The following code is an example of iterating using nested queries:

$cat_rs = mysql_query("select id, name from categories");
while($cat_row = mysql_fetch_array($cat_rs)){
     // print category name from $cat_row[1]
     $forum_rs = mysql_query("select name... "
                          . "from forums "
                          . "where cat_id = '" . $cat_row[0] ."'");
     while($forum_row = mysql_fetch_array($forum_rs)){
        //print forum stuff
     }
}

Although this matches the hierarchical nature of the data, and is pretty straightforward and intuitive to understand, it is somewhat inefficient; it issues a select statement for each category, plus one to list the categories in the first place. If there are many categories, the page might take some time to load as all queries are issued and processed.

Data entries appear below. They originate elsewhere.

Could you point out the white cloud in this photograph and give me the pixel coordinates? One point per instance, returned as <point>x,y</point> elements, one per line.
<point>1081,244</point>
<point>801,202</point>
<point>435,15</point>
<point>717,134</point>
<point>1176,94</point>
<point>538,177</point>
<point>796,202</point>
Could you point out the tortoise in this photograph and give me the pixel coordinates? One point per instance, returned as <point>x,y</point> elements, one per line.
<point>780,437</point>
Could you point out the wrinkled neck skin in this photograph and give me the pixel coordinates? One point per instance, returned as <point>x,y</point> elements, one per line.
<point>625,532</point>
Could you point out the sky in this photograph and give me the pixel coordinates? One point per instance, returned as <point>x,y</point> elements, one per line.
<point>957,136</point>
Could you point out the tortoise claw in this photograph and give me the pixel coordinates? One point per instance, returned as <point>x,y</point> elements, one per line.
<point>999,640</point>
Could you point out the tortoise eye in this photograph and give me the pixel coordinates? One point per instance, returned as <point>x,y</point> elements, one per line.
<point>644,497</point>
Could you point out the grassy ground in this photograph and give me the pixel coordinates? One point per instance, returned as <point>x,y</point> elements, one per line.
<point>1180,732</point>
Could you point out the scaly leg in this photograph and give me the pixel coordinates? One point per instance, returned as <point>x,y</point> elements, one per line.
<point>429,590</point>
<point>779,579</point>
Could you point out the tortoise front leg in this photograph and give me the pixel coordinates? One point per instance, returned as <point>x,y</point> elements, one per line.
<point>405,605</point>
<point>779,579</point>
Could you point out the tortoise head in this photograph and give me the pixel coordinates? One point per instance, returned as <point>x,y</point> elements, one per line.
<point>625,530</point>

Using a SQL JOIN: a single resultset

Another way to solve the problem would be to retrieve all relevant data in a single resultset, and use PHP to iterate over the rows, deciding on when to print each individual section.

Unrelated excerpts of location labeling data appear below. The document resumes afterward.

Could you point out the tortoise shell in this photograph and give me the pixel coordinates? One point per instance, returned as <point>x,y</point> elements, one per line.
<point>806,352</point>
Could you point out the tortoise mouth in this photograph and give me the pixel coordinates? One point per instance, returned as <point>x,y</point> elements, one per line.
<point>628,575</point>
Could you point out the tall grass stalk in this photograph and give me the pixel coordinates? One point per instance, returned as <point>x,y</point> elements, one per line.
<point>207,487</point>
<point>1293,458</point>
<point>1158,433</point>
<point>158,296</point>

A join will give you a single recordset with the category in one column, and the forum in another, giving you many rows for a single category.

$join_rs = mysql_query("select c.id, c.name, f.name,... "
                        . "from categories c inner join forums f "
                        . "on c.id = f.cat_id "
                        . "order by c.id"); // this line is crucial
$current_category = "";
while($join_row = mysql_fetch_array($join_rs)){
	if($join_row[0] != $current_category){
                //set up new category headings here
                $current_category = $join_row[0];
        }
        //print the forum stuff in the current category
}

The PHP is a bit more complex, because you have to close divs or tables correctly, within the loop. The order by line in the above example is vital, because without it, the categories may be dotted throughout the resultset. As we want all forum data related to a single category to appear together, we want rows belonging to that category to be adjacent in the resultset. The order by clause achieves this.

Despite the complexity, there are still benefits to this approach. The earlier example was simple and intuitive, using nested queries for each parent element. On the other hand, in this example we’ve only issued one select statement, so the page is likely to load more quickly, given that the number of round trips to MySQL will be substantially fewer.